Gli oltre 4mila chilometri che separano Teheran da Palermo vengono così annullati dalla forza della solidarietà: “Negli ultimi due anni, nonostante tutti i nostri sforzi, non avevamo trovato una soluzione e mia figlia soffriva moltissimo – ha confidato la mamma della bambina alla Dire – Tornare in Afghanistan avrebbe significato per lei morte certa, perciò nessuna notizia al mondo avrebbe potuto renderci più felici di sapere che potevamo venire in Italia. Quando l’ho comunicato a mio marito, è rimasto scioccato, non poteva crederci. Ringrazio tutte quelle persone che hanno deciso di ascoltarci e aiutarci”. Arianna Briganti, vicepresidente di Nove, ancora alla Dire ha commentato: “Non è il primo caso di questo tipo al quale ho contribuito e anche questa bambina, come tutte quelle che ho incontrato e aiutato, porta con sé la stessa verità: non esiste una gerarchia del dolore o della dignità.
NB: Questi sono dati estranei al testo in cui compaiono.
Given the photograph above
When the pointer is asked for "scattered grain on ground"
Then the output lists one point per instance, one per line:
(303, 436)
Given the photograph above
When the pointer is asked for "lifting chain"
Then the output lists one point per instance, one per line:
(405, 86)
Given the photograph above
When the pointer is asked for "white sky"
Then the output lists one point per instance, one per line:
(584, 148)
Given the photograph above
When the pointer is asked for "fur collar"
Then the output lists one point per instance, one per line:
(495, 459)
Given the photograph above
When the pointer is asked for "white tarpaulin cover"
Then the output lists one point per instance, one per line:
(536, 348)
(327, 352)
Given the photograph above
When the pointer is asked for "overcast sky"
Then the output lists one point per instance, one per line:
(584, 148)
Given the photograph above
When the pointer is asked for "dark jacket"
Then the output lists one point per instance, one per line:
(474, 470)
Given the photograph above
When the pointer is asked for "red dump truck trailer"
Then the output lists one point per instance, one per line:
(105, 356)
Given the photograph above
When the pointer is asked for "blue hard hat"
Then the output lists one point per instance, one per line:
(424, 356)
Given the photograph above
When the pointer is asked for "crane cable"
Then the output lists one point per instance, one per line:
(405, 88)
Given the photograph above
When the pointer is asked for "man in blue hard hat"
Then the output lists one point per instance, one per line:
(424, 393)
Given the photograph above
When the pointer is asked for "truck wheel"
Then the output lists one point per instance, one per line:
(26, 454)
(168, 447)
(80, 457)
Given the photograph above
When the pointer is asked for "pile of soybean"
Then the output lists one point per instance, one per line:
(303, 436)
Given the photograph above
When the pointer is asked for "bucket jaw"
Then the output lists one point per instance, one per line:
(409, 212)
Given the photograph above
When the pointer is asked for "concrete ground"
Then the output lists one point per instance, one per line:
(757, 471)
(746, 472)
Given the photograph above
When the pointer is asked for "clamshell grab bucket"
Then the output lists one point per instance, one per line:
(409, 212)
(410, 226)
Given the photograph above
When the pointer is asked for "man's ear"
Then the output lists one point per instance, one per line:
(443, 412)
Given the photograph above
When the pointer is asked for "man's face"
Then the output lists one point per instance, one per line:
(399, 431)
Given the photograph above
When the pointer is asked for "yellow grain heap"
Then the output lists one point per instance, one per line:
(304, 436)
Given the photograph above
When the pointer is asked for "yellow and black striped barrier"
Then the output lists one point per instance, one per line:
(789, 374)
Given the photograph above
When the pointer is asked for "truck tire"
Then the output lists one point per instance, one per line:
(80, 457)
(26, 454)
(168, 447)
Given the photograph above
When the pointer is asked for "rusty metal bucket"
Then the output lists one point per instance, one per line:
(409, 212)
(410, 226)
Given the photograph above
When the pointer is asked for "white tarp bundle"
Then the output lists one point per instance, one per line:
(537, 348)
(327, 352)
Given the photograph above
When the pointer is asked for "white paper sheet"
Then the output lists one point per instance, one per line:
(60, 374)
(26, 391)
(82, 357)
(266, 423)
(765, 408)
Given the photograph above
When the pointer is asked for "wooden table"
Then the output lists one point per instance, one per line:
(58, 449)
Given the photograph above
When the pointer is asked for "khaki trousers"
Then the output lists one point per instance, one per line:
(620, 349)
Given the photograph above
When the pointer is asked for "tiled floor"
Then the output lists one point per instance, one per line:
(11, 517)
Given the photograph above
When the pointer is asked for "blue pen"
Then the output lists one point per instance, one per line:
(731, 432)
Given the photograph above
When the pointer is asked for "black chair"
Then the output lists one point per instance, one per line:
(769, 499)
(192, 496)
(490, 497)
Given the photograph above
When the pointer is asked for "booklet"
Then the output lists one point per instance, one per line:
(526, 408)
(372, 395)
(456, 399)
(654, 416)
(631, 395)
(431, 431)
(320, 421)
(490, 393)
Ogni bambino e bambina ha diritto alla vita, alla cura e alla speranza. E ogni volta che un bambino viene salvato, è un dono che non si dimentica”.
“Di fronte al grido di aiuto della piccola Ayeda e della sua famiglia – ha detto il presidente Schifani – la Sicilia non si è voltata dall’altra parte. Si è messa in moto una straordinaria mobilitazione umanitaria che ha visto istituzioni, associazioni e cittadini uniti da un solo obiettivo: salvare una vita. Sono certo che abbiamo messo Ayeda nelle migliori mani possibili e che l’accoglienza e la generosità dei siciliani sapranno accompagnarla in questo delicato percorso di cura e speranza”.
“Come associazione di pazienti, è stato emozionante assistere a ciò che può accadere quando veniamo ascoltati da istituzioni, associazioni e media. Questa esperienza ha rafforzato una consapevolezza che la mia associazione già possiede: collaborare significa garantire il diritto alle cure anche per quei bambini nati dalla parte sbagliata del mondo. Questa rete ha dimostrato che professionalità, solidarietà e impegno umano possono davvero cambiare il destino dei più fragili”, ha concluso Lombardozzi.